To hold as defendant urges would make it impossible for foreign nationals to rely upon United States contracts and the express provisions thereof which would be reasonable inducements to such contracts. Neither can this court accept a proposition that would be in effect unilateral in avoiding liability. Seizure of defendant’s business as unfortunate and abhorrent as it may be, is perhaps an incident risk of defendant doing business in a revolutionary climate. The seizure was of the defendant’s — not the plaintiff’s — interests and is not the same as the cases which *166defendant cites regarding confiscation of property which was the very subject matter of such other suits. Nor is there proof here of a novation which might effectively substitute the foreign government for the defendant as insurer as in Tillman v. National City Bank of N. Y., supra. Mutuality is of course an essential to a novation.
The case of Dougherty v. Equitable Life Assurance Society, 226 N.Y. 71, 193 N.E. 897, cited by defendant as in point, is distinguished by the express provisions in the contracts there that they were payable in Russian rubles from funds in Russia and were to be controlled by Russian law. Similarly Heinne v. N.Y. Life Ins. Co., 50 Fed.2d 382, is distinguished where policies provided for payment in German marks. The Dougherty opinion notes at page 899 — “The right to a sum of money due upon contract is to be determined by the terms of that contract the world over.”
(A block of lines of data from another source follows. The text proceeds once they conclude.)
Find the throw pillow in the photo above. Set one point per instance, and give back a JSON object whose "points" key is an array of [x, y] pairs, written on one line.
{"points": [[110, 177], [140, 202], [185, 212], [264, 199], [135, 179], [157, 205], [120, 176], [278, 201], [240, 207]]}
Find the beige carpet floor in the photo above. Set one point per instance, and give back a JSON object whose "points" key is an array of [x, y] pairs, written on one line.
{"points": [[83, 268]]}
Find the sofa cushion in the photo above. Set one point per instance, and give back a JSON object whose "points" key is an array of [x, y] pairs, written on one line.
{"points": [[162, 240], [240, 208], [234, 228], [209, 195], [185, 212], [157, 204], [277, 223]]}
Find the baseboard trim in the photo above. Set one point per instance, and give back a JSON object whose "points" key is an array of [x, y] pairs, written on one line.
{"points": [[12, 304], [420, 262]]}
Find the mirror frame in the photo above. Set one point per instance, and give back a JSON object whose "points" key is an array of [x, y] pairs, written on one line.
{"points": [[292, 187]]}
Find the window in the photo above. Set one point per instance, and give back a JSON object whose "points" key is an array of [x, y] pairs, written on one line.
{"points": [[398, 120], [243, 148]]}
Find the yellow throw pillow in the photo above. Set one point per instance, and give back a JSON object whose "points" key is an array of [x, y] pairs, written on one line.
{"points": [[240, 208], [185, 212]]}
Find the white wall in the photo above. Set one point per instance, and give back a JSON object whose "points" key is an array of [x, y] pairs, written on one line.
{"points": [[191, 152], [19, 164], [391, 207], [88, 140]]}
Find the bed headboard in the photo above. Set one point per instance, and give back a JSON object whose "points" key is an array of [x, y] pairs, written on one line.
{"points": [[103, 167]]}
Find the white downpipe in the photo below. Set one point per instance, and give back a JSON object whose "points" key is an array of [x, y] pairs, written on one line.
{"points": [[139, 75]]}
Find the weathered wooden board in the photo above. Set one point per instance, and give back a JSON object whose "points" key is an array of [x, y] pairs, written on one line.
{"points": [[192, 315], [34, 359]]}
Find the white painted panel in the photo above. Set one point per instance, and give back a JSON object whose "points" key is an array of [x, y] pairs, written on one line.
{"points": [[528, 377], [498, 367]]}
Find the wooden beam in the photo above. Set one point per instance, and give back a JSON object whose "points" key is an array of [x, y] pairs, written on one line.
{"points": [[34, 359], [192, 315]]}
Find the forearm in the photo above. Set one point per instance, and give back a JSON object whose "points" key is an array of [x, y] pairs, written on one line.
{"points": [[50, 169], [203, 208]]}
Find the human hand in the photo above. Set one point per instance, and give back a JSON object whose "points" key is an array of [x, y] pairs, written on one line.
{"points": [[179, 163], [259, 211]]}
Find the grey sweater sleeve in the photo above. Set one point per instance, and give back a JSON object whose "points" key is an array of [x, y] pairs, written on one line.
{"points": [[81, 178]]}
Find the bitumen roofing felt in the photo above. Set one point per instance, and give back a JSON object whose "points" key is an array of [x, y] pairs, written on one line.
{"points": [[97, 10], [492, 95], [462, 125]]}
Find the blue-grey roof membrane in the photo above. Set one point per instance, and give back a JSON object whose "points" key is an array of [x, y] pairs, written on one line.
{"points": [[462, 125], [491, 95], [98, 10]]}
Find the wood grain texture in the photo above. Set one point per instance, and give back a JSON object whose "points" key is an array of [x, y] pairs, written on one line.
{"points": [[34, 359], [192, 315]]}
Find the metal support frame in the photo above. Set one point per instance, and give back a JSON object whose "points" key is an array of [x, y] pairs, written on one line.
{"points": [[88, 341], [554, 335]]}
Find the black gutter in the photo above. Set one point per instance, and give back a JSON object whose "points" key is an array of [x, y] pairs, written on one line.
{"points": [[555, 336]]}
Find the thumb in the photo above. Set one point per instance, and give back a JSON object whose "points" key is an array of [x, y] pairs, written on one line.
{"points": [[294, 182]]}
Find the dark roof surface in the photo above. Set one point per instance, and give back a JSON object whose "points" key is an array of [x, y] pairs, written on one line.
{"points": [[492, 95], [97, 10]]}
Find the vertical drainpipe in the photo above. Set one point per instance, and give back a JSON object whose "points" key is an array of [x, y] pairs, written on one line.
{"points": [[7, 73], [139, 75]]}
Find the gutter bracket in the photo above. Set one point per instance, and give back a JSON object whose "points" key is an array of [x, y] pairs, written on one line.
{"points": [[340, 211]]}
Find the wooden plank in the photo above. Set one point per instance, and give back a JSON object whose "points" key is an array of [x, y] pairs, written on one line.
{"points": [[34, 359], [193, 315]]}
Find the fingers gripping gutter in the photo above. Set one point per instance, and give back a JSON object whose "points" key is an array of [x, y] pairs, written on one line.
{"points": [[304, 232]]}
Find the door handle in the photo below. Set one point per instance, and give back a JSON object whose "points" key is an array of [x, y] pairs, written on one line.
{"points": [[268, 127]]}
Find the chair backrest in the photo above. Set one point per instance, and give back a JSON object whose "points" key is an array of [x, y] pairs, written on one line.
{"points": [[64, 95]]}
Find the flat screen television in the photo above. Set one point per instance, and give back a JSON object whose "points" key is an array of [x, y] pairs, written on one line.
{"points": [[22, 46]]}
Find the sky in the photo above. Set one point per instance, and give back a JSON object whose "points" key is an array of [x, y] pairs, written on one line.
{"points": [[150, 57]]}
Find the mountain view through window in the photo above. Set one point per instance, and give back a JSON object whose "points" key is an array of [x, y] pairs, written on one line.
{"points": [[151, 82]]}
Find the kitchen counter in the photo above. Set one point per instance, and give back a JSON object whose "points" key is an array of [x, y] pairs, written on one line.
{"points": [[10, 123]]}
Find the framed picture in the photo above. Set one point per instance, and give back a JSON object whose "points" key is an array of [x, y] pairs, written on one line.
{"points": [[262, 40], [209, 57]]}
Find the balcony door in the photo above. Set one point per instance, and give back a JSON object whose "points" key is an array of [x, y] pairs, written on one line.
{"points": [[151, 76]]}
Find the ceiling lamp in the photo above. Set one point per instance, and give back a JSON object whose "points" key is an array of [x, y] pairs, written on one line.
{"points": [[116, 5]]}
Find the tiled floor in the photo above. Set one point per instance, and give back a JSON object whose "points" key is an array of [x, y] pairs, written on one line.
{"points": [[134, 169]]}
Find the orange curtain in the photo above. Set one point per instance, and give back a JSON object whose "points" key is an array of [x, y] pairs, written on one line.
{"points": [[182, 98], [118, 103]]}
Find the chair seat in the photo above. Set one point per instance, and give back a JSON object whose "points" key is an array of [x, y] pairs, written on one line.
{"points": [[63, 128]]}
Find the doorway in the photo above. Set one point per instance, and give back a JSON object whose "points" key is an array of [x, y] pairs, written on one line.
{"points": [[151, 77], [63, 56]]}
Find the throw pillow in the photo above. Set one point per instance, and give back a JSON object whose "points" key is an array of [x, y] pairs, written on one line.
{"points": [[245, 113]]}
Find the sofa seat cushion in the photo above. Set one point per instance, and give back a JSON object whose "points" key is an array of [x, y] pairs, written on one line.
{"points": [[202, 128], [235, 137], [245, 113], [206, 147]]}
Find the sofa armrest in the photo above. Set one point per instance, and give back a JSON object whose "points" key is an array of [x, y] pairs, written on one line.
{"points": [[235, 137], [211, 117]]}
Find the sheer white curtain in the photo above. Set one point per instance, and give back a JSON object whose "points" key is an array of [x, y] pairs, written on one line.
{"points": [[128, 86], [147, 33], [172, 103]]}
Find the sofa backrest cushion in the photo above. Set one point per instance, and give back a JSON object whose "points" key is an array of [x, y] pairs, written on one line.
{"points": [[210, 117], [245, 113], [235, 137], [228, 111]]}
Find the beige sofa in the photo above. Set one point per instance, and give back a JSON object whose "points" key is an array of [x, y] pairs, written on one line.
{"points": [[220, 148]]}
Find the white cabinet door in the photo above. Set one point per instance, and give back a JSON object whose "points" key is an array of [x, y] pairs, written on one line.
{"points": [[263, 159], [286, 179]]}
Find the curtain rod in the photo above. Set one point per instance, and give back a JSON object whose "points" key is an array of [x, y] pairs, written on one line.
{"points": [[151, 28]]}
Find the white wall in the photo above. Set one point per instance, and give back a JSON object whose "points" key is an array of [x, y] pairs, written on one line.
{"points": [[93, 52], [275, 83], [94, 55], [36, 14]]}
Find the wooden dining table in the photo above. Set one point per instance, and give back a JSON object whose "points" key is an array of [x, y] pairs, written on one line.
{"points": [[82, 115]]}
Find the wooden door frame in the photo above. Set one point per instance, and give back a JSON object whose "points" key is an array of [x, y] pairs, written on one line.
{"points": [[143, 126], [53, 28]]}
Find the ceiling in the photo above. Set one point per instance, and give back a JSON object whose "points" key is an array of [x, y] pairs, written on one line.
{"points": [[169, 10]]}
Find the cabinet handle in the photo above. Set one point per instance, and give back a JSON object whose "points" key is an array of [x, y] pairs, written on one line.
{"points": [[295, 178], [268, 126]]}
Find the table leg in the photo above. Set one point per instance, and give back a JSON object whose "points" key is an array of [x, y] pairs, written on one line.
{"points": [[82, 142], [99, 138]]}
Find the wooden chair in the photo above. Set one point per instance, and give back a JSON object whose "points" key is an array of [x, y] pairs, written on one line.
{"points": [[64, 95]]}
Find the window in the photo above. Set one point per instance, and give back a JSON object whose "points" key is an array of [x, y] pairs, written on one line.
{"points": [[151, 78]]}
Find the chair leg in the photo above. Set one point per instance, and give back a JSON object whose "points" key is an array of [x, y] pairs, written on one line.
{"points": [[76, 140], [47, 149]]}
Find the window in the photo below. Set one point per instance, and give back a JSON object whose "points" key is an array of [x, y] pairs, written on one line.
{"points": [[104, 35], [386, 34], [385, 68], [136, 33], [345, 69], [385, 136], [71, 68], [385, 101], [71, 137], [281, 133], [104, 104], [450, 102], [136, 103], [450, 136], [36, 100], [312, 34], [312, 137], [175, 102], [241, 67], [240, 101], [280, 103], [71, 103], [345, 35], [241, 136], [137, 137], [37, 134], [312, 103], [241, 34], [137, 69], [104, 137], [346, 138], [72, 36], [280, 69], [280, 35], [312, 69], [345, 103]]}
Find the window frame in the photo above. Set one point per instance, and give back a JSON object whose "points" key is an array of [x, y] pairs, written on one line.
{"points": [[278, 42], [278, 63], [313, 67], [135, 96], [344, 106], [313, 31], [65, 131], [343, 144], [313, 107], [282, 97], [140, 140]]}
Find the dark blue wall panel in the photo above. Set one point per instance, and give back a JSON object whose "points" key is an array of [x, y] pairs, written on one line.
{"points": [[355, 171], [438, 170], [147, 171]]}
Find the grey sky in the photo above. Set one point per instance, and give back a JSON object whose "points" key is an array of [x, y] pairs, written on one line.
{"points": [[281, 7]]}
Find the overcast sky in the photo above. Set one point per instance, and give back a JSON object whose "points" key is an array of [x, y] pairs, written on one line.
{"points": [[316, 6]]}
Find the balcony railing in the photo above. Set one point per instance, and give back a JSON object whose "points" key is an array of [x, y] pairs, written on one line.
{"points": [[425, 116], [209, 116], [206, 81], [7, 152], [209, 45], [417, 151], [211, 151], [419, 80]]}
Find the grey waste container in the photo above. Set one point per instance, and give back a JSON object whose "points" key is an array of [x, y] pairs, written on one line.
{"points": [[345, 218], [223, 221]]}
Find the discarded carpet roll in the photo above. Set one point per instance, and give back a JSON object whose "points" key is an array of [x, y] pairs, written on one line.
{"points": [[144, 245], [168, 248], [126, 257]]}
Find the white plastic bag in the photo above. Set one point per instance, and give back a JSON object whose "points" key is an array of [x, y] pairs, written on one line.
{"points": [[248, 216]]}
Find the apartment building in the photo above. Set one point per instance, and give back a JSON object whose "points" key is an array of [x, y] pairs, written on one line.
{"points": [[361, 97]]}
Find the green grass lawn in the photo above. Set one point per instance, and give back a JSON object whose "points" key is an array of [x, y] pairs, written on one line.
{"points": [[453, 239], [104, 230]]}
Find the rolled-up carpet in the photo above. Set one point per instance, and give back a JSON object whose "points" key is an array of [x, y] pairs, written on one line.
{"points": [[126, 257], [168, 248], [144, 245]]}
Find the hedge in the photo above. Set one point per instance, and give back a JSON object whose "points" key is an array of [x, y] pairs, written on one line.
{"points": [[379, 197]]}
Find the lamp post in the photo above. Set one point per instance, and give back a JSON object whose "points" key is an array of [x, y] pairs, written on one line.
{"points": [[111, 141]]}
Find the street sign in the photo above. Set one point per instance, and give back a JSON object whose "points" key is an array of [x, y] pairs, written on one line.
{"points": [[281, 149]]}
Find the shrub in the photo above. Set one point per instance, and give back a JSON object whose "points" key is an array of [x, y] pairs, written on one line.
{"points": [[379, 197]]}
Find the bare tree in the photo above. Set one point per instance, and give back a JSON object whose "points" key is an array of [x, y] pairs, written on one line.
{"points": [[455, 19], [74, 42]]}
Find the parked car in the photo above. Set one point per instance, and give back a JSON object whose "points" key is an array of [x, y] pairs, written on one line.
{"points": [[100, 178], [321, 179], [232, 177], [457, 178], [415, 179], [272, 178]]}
The court cannot justify a tendered distinction which would deny justice to Cuban nationals under these circumstances and rejects the contention that the courts of this country should not afford a forum to these distressed plaintiffs who find themselves homeless and without remedy in their own country. We would not forget the inscription on the Statue of Liberty from another great and grateful people, of France, in 1884 —
“Not like the brazen giant of Greek fame, With conquering limbs astride from land to land; Here at our sea-washed, sunset gates shall stand A mighty woman with a torch, whose flame Is the imprisoned lightning, and her name Mother of Exiles. From her beacon-hand Glows world-wide welcome; her mild eyes command The air-bridged harbor that twin cities frame. ‘Keep ancient lands, your storied pomp’ cries she With silent lips. ‘Give me your tired, your poor, Your huddled masses yearning to breathe free, The wretched refuse of your teeming shore. Send these, the homeless, tempest-tost to me, I lift my lamp beside the golden door!’ ”
“The New Colossus” by Emma Lazarus.
We are still worthy of those challenging words in these present challenging days.
Accordingly the court finds and it is ordered that the plaintiff is entitled to pay and the defendant is required to accept the payment of premiums in United States dollars in accordance with *167the terms of the policy of insurance herein questioned and that such policy is in full force and effect upon payment of tenders made and all premiums due to date and that the respective parties are bound by all the terms thereof, and that upon maturity, if all payments of premiums and requirements of plaintiff be met, the defendant will become obligated to the plaintiff in accordance with the terms of said policy.
It is further ordered that plaintiff is entitled to recover and that he do have and recover of and from the defendant an attorney’s fee for services herein rendered in a sum to be fixed and awarded against the defendant as a reasonable attorney’s fee herein upon testimony thereon being presented or upon affidavits if agreed by counsel.